Don't just grab your usual size and make a beeline for the cashier. You'll be spending untold hours in this bra, so take a few minutes in the fitting room to put it through its paces. "Jump up and down," says Danny Koch, fourth-generation owner of Town Shop, a NYC lingerie shop that specializes in bra fitting. "You should be comfortable, firmly held in, and well supported. Your breasts shouldn't be moving up and down or side to side." Jog, twist, and touch your toes to make sure nothing is swinging around or spilling out. Keep trying different sizes and bras by different makers until you find the one that's right for you.
- Check for snug straps. Your straps should fit comfortably. They shouldn't slip off your shoulders, but they shouldn't be painfully tight, either. "The straps do not take on the full support of the garment.

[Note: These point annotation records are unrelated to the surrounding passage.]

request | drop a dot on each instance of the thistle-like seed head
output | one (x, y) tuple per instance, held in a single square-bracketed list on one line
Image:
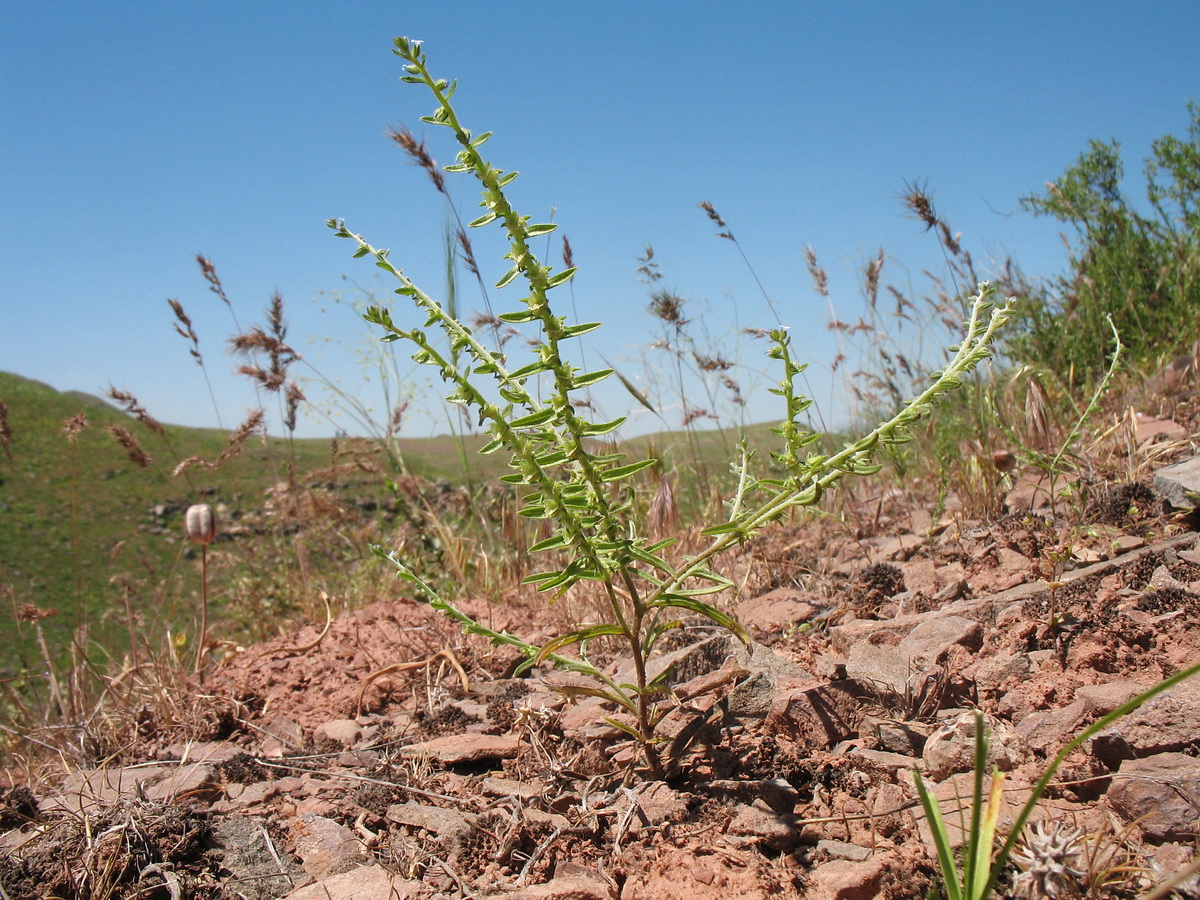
[(199, 523), (1048, 863)]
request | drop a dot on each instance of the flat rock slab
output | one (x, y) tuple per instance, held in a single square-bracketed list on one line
[(455, 749), (367, 882), (850, 880), (1164, 724), (897, 669), (85, 792), (1176, 483), (1162, 793), (324, 846), (817, 717)]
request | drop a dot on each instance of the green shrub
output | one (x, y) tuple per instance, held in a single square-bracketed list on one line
[(1141, 269), (581, 490)]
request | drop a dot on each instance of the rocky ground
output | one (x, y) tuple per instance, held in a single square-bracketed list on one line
[(388, 756)]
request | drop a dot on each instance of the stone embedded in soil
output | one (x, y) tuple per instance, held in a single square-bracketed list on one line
[(843, 850), (779, 610), (438, 821), (367, 882), (456, 749), (952, 748), (324, 846), (246, 853), (762, 825), (658, 804), (1164, 724), (850, 880), (991, 675), (87, 792), (768, 675), (336, 735), (816, 718), (1180, 484), (906, 738), (901, 670), (1162, 793), (569, 887)]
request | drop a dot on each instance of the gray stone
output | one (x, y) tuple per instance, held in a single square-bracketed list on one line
[(901, 670), (952, 748), (850, 880), (769, 673), (1164, 724), (569, 887), (1180, 484), (454, 749), (339, 733), (1161, 793), (324, 846), (763, 825), (1047, 730), (841, 850), (443, 823), (897, 737), (816, 718), (993, 673)]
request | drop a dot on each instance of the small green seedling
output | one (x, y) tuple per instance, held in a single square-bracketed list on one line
[(583, 492)]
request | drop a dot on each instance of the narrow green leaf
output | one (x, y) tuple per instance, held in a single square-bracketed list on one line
[(581, 635), (552, 543), (595, 430), (561, 277), (517, 318), (941, 839), (702, 609), (587, 381), (486, 219), (727, 528), (621, 472), (581, 329), (528, 421)]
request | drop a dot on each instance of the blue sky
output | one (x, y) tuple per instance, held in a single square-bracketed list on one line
[(141, 133)]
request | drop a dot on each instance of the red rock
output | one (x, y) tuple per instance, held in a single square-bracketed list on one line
[(850, 880), (455, 749)]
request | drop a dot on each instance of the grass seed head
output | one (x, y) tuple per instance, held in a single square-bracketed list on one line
[(199, 523)]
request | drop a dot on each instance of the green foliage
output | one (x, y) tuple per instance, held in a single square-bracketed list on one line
[(981, 867), (583, 492), (1143, 269)]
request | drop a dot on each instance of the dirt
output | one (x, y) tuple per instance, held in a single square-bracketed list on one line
[(385, 748)]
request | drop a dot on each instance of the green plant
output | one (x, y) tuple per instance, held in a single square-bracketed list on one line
[(1140, 268), (982, 864), (582, 491)]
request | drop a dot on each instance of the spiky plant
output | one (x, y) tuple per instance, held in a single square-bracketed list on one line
[(581, 491)]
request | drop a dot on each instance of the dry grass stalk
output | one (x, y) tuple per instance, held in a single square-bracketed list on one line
[(252, 424), (73, 426), (419, 154), (185, 330), (210, 275), (717, 219), (133, 450), (131, 406), (5, 431)]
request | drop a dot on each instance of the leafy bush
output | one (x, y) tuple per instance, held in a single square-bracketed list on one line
[(1141, 269), (582, 490)]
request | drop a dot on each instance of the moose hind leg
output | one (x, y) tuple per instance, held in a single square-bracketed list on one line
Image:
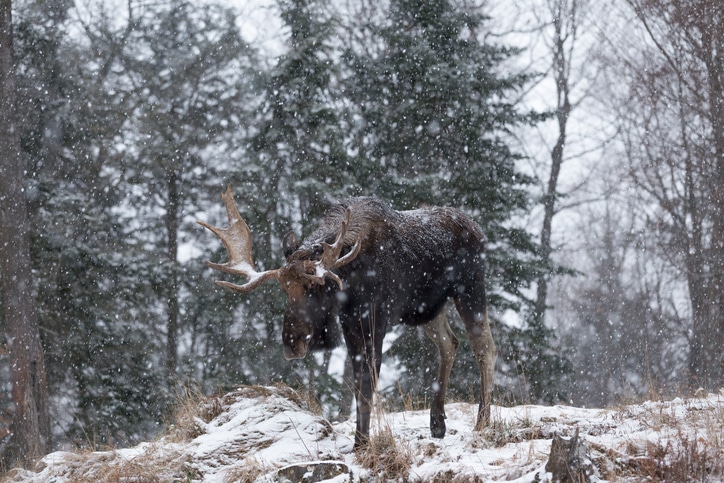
[(475, 315), (439, 331)]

The support comes from the band," Anderson says. "If your bra fits well, your straps will not dig." (By the way, this goes for your regular bras as well.) If you have problems with straps sliding down, opt for a racerback style which is more likely to stay put. Some sports bras also come with adjustable straps and multi-hook bands, so you can adjust them to fit your shape and tighten the straps when they start to loosen.
- Handle with care. Fabrics can break down over time, so to get the most support out of your sports bra; treat it like lingerie, not like workout gear. "Wash sports bras in cold water on the delicate cycle, with mild detergent," Dale says. "Hook up any loose hardware, and place them in a lingerie bag first. And don't put a bra in the dryer, because high heat destroys elasticity and breaks down the fabric." A little extra effort in the laundry room will go a long way. Take care of your sports bra and it will take care of you.